It definitely falls outside ColdC's traditional idea of scope, and dynamically-scoped variables appear mutable in this respect, though they're not really so.  Were you to pass a dynamically scoped var as an arg, it would pass a new reference which would overshadow the original, which you might do if you wanted to revert its value in recursive routines.  Unlike my previous example, I don't see any practical applications of that, so I don't have examples.

>leave it up to Bruce to wrestle with this issue, however :)  Also, in
>your example you are essentially wanting global variables--but globals
>which are defined by limited scope methods.  

No, I'm talking about dynamic scope.  Vars that are dynamically scoped are inherited by any enclosed scopes, but not their enclosing scopes, so the term environment variable is something of a misnomer unless you think in terms of running every method in a subshell.  Dynamically scoped vars can be overshadowed by locals if one doesn't care about inheriting the value.

> The problem here is the
>execution state becomes very contextual.  How is the method
>.mygrin_cmd (using your example) supposed to know that 'loc' is
>defined in .grin_cmd?  

It's not.  mygrin_cmd doesn't care.  It's basically an alias for the social feature, and with an FO/command-package system, you don't even need .mygrin_cmd at all.  Since neither .mygrin_cmd nor its enclosing scope doesn't export loc, social.grin_cmd uses the default value.  Cold lacks the "default value" operator of moo's scattering assign, so "(| loc |) == ~varnf && (loc = blah)" would have probably have been more appropriate (personally I like "defined loc or loc = blah" but I don't think we'll ever see perl idioms :)

> Should the interpreter just scan forward to the
>next method, load it up and check to see if it defines any globals?
>As you can see, this could get to be quite scary :)

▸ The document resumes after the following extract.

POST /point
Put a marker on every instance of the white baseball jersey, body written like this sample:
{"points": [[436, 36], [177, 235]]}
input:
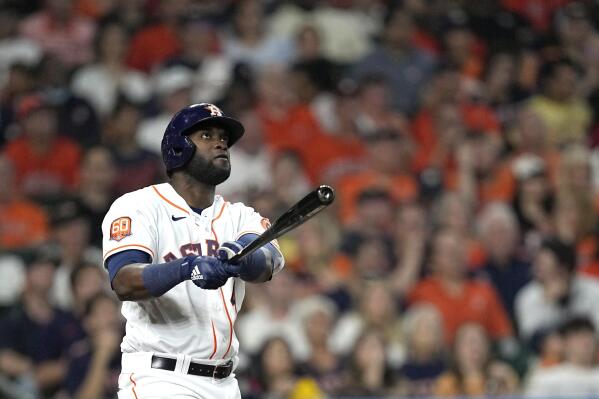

No, because they're not globals nor does any language I have ever encountered attempt this bizaare behavior.  No, they're inherited from enclosing scopes, and they're even declared as dynamic, so you go back through the stack and find the var slot for that var that is marked dynamic.  Alternately you can do what MOO does and push the dynamically scoped vars to each new frame (in MOO those are argstr, dobj, iobj, prepstr, and player, the last requiring wizperms to acquire dynamic behavior).  Or the table can be factored out of the stack into a separate data structure associated with the task.  Several choices, really, none of which involve looking ahead.

>
>Actually, it is just an issue of design.  I see what you are trying to
>do, but I dont find it to be a good argument for environmental
>settings :)  Since in your example you are already wrapping the
>command, why not just add an extra option syntax that can be used
>to specify alternate behaviour (i.e. the location/channel).  Infact,
>just do it with optional arguments (oob_arg, as in out-of-bounds...
>something that wouldn't normally come from the interpreter):

If cold supported named optional args, this might be feasable but still onerous since once I handed it off once, everything has to pass it off, use it or not.  As it doesn't, it requires modifying every single method that might use assumptions about the environment that may need to be modified, having every single inbetween method pass it on, making pretty much every single method connected to VR behavior require extra args and modifying every single caller to explicitly pass them.  This is no exaggeration.  The grin social was a simple example.  E_MOO's feature system supports features with features with features ad infinitum, each one changing the context of location, player, and object in nested fashion.  I won't even get into the future project of matching by memory ("look foo" => "whoops, munchkin picked up foo", "look munchkin" => "munchkin left a couple minutes ago and went to the living room").  Suffice to say that it places your being elsewhere temporarily.

Extra args are simply not an acceptable solution, E_MOO's feature system and incompatibilities with the rest of the command system are proof of this.